Le même jour, l’ex-LR Valérie Pécresse, également présidentiable, organise la rentrée politique de Libres !, dans l’Essonne. Et dimanche, l’ancien président de LR Laurent Wauquiez gravira comme l’an passé le mont Mézenc, avec des militants de Haute-Loire.

D’autres LR n’ont pas voulu décaler ou alléger leur agenda personnel. Le 5 septembre, en même temps que la rentrée officielle du parti, le député LR Julien Aubert organisera l’université d’été de son mouvement Oser la France, à Lourmarin (Vaucluse). Le 19 septembre, ce sera au tour de Guillaume Peltier, vice-président délégué du parti, de présider « la fête de la violette », à La Marolle-en-Sologne (Loir-et-Cher).

« On aura tout compris à droite quand on acceptera que c’est l’ambition collective qui peut nous faire gagner, plutôt que les petites messes », lâche Aurélien Pradié, secrétaire général du parti, avant d’ajouter : « il y a des petites fêtes régionales, et des fêtes personnelles… Elles ne nuisent en rien. »

Renouveler les idées et rajeunir les adhérents

« Le seul événement incontournable à droite en cette rentrée, c’est au Port-Marly », fait valoir Virginie Duby-Muller, députée et vice-présidente du parti. Car Christian Jacob est parvenu à mettre en place une université d’été, qu’il a choisi de consacrer à la jeunesse, pour incarner le renouvellement des troupes, et des idées. « Plus de 1.000 jeunes sont attendus. Ce n’était pas gagné, la droite ne parle plus à la jeunesse depuis un moment », insiste Aurélien Pradié, député du Lot. « C’est un vrai pari, surtout dans ce contexte sanitaire ».
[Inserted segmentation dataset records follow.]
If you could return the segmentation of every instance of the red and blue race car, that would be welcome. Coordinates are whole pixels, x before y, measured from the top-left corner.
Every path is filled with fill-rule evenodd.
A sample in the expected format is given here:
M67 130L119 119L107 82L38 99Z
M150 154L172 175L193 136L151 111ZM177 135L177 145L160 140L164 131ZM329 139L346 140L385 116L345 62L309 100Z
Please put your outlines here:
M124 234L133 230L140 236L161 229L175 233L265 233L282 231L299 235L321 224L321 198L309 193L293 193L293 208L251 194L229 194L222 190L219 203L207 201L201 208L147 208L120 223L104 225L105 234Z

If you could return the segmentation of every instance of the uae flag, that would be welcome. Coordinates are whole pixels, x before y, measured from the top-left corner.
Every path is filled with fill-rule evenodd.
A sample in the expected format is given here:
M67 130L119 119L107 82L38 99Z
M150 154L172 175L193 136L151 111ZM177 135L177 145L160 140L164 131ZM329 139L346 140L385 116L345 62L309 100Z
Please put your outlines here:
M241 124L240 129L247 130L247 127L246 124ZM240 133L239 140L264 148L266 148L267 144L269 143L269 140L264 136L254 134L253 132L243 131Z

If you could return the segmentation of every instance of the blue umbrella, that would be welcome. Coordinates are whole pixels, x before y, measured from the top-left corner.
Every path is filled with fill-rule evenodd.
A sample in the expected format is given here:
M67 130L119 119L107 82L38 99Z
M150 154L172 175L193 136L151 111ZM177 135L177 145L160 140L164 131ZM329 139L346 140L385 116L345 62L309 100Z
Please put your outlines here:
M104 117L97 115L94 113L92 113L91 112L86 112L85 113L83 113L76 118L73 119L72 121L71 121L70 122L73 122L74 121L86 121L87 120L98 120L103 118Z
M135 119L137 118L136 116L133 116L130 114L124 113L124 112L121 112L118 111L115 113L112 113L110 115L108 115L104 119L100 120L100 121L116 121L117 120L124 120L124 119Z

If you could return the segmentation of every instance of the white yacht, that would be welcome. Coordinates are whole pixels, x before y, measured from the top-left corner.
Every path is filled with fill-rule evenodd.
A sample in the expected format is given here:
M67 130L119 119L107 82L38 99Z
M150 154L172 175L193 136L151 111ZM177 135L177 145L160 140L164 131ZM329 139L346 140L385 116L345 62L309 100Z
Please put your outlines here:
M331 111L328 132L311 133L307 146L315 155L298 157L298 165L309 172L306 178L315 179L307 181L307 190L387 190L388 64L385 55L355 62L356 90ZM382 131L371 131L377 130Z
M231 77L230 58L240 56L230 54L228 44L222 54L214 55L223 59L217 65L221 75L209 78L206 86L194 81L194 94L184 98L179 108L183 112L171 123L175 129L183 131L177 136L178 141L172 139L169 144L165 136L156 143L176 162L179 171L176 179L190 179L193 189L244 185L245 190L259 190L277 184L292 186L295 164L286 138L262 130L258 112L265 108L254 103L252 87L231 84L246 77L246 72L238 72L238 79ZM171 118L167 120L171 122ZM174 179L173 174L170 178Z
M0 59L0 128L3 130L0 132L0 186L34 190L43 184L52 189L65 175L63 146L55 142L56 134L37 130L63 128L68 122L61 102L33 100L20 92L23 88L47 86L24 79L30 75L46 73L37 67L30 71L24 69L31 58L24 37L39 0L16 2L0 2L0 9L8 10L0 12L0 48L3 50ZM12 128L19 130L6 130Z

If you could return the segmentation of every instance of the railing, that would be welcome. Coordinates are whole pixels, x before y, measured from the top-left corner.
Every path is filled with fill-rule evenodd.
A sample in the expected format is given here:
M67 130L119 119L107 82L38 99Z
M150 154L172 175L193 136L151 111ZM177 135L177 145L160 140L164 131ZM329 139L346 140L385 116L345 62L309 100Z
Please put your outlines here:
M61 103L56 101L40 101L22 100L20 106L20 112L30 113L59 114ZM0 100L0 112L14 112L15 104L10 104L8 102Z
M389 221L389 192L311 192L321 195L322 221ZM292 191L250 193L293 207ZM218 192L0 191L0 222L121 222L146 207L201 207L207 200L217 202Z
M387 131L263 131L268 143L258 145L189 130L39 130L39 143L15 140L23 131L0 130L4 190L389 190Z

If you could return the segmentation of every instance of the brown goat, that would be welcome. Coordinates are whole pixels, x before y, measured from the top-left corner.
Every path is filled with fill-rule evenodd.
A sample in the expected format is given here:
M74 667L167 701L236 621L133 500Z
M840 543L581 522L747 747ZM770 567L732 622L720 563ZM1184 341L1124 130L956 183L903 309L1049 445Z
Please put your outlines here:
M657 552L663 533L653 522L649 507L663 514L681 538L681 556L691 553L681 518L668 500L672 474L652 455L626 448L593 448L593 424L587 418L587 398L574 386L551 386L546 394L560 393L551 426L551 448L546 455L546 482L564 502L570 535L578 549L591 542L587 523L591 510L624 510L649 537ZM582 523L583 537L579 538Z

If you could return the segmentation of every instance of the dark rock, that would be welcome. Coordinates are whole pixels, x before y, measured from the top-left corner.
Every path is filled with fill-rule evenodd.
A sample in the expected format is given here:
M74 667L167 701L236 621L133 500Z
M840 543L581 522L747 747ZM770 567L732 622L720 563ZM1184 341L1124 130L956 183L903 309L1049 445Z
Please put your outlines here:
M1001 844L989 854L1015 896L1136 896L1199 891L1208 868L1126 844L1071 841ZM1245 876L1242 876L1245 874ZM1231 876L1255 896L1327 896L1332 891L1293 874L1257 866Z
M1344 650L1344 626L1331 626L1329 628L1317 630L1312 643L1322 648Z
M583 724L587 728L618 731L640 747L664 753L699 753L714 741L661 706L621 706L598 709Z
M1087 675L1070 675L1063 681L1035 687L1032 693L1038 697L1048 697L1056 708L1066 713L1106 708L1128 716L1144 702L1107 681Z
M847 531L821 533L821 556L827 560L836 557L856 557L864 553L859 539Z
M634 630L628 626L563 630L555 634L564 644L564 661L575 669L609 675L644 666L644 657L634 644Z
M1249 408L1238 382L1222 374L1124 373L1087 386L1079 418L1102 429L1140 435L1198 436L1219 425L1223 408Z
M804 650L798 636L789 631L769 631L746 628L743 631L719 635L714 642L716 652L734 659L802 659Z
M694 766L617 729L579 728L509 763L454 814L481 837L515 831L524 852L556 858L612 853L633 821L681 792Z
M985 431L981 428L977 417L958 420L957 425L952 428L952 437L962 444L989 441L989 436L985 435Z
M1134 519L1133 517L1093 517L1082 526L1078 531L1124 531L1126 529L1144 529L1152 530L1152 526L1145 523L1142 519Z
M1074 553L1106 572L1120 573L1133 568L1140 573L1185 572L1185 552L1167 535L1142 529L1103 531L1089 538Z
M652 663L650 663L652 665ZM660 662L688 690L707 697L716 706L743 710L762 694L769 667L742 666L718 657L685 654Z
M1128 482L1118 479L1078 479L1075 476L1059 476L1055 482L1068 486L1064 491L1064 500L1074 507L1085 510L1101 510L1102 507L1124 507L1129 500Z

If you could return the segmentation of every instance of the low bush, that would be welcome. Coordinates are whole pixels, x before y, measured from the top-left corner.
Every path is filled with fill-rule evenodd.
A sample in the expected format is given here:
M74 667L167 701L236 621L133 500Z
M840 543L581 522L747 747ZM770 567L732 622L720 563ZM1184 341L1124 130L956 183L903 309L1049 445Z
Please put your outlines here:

Au programme, des ateliers thématiques sur l’écologie, la démocratie, l’égalité des chances ou la souveraineté, pour casser les codes des conférences traditionnelles, et bien sûr des interventions des poids lourds du parti, comme le président du Sénat Gérard Larcher, ou François Baroin. Le maire de Troyes, que certains LR pressent de se déclarer pour la présidentielle, a dit qu’il dévoilerait ses ambitions à l’automne.

Des divergences sur le timing

Bien trop tôt, au goût d’une partie de la droite. Le mouvement est divisé sur la stratégie à adopter pour la présidentielle de 2022. Faut-il organiser une primaire ouverte (comme le prévoient les statuts du parti) ou interne, ou  abandonner ce mode de désignation, « machine à fabriquer des petites ambitions individuelles », selon Aurélien Pradié ?

Côté calendrier, certains voudraient avoir un champion avant la fin de l’année, d’autres veulent attendre le printemps 2021, et les élections départementales et régionales. C’est d’ailleurs à ce moment-là que l’ex-LR Xavier Bertrand, candidat à sa réélection à la présidence de la région Hauts-de-France, clarifiera ses intentions pour 2022.

A la conquête de l’écologie

« On sent qu’on manque d’incarnation, il faut qu’on avance vite sur ce sujet », estime Virginie Duby-Muller, qui aimerait qu’un « consensus se dégage avant 2021 autour d’un candidat ». « Nous devons d’abord retravailler nos idées, faire nos preuves sur le fond », prévient Aurélien Pradié. « La question environnementale est essentielle. Je vais y travailler dès la rentrée ».

La droite ne veut pas laisser l’écologie à d’autres partis, après des scrutins européens et municipaux marqués par les bons scores des Verts. « Avant de parler de notre candidat pour 2022, il faut qu’on se saisisse du sujet écologique », abonde Franck Louvrier, avant d’ajouter : « je ne suis pas inquiet sur le casting, mais plutôt sur le timing ».